NanoWorld AG
- Company type: Private (held by NanoWorld Holding AG)
- Industry: Nanotechnology
- Founded: Neuchâtel, Switzerland (June 23, 2000)
- Headquarters: Neuchâtel, Switzerland
- Area served: Worldwide
- Key people: Manfred Detterbeck (Founder & CEO)
- Products: AFM Probes AFM tips AFM cantilevers
- Number of employees: Over 50 - Jan. 2012
- Parent: NanoWorld Holding AG, Switzerland
- Website: www.nanoworld.com

= NanoWorld =

Atomic force microscope component manufacturer

NanoWorld is the global market leader for tips for scanning probe microscopy (SPM) and atomic force microscopy (AFM). The atomic force microscope (AFM) is the defining instrument for the whole field of nanoscience and nanotechnology. It enables its users in research and high-tech industry to investigate materials at the atomic scale. AFM probes are the key consumable, the “finger” that enables the scientist to scan surfaces point-by-point at the atomic scale. Consistent high quality of the scanning probes is vital for reproducible results.

== NanoWorld Corporation ==

NanoWorld was founded in 2000 with venture capital and strong financial background in Neuchâtel, Switzerland, by CEO Manfred Detterbeck, microsystems engineer, master of business and engineering. The company closely collaborates with the IMT (Institute of Microengineering at the EPFL, one of the two Swiss Federal Institutes of Technology), the CSEM (Swiss Center of Electronics and Microtechnology) and the University of Neuchâtel.

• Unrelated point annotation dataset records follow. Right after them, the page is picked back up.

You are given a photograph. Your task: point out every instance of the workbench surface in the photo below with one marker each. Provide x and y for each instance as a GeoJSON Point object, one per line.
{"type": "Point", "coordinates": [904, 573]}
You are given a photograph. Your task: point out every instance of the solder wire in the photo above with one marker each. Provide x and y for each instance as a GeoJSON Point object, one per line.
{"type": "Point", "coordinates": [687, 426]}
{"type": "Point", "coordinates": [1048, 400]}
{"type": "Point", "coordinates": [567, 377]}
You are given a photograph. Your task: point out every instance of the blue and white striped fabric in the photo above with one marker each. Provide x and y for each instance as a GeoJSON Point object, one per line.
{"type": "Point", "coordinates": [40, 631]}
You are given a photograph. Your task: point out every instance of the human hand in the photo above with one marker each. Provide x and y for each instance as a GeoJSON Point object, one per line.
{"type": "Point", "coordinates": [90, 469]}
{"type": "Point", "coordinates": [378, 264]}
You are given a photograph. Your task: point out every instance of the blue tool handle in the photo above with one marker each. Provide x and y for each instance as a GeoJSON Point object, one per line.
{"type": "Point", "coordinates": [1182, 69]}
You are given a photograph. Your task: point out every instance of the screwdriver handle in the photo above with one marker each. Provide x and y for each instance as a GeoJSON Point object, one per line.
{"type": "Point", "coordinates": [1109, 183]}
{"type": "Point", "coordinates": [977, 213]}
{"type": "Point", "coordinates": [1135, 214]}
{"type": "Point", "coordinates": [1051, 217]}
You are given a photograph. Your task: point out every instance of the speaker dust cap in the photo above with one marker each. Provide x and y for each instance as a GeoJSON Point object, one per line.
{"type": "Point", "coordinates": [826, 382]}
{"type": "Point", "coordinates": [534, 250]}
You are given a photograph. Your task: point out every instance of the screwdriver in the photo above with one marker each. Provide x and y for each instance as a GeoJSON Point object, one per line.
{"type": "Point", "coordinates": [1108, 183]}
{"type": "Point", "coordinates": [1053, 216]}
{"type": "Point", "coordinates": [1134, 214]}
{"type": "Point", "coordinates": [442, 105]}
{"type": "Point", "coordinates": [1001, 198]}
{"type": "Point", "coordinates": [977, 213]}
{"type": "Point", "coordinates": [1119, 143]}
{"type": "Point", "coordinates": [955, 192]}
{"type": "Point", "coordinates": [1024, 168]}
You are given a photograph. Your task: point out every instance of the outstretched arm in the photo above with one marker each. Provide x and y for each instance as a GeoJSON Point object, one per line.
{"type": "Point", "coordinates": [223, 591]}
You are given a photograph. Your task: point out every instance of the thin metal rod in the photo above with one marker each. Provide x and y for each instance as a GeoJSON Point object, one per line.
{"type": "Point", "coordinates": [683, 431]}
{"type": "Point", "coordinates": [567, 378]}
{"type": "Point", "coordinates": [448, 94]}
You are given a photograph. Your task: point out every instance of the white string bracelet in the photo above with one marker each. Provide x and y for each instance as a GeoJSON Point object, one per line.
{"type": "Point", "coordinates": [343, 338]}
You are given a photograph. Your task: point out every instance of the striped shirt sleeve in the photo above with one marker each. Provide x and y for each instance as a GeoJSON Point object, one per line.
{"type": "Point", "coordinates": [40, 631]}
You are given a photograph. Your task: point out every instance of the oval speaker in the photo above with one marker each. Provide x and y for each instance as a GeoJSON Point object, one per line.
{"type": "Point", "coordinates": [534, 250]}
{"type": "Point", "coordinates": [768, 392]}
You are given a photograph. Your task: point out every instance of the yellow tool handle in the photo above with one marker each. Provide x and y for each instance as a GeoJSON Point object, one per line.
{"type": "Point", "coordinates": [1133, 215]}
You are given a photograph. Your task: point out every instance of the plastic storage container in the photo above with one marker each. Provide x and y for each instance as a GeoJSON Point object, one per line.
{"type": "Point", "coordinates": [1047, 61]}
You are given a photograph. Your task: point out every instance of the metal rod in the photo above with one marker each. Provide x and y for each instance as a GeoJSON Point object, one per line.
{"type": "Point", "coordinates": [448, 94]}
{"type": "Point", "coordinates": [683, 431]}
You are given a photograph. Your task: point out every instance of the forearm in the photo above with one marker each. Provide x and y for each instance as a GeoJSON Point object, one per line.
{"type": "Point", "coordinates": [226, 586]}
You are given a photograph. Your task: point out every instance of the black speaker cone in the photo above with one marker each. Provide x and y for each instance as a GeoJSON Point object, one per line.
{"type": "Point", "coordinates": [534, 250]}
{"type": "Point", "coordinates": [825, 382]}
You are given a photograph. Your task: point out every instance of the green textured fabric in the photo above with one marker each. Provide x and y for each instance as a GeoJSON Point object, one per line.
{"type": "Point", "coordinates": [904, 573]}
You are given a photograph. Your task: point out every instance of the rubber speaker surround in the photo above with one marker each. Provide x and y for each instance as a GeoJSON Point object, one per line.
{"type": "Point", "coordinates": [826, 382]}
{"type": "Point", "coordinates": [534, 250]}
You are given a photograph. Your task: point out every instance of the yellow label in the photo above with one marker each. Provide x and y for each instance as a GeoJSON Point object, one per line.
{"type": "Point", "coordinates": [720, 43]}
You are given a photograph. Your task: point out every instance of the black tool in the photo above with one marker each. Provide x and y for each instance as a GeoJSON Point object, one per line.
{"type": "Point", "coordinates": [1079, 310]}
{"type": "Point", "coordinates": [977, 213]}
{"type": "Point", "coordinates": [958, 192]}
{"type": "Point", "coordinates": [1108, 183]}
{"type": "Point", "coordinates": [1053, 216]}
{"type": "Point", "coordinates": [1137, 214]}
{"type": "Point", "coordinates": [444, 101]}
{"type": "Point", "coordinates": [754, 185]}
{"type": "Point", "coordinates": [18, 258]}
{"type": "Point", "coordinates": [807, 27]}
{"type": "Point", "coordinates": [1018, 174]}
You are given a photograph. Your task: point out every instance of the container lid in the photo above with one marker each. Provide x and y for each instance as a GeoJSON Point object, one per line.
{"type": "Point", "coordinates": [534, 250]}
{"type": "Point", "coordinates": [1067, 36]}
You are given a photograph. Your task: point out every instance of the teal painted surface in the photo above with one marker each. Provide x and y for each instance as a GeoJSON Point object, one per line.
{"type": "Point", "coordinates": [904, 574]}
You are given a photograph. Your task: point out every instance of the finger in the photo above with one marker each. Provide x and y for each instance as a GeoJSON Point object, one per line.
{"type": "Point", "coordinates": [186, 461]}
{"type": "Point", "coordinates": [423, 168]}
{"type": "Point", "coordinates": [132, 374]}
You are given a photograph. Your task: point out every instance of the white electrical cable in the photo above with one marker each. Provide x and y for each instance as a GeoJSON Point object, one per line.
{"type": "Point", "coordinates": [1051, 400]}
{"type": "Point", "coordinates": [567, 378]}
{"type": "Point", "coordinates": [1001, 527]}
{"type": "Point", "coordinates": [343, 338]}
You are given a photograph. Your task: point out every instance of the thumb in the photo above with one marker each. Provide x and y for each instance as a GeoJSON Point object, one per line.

In 2002, NanoWorld has acquired the trademark and the technology from Nanosensors (company) considered a "giant" in the AFM probe industry. It is considered one of the top three Swiss nanotechnology companies with a global reputation, inspired by the invention of the atomic force microscope in the IBM research laboratories in Switzerland with a leading market position for AFM probes.

Market research and industry experts confirm that NanoWorld today is the global market leader for AFM probes for scanning probe microscopy (SPM) and atomic force microscopy (AFM). NanoWorld's unique selling proposition is the consistent quality of its AFM probes which is essential for reproducible imaging by atomic force microscope. Its AFM probes cover the full range of atomic force microscopy and Scanning probe microscopy applications. NanoWorld AFM probes are used in research (material science, physics, life science, biology) as well as in industrial applications (semiconductor industry).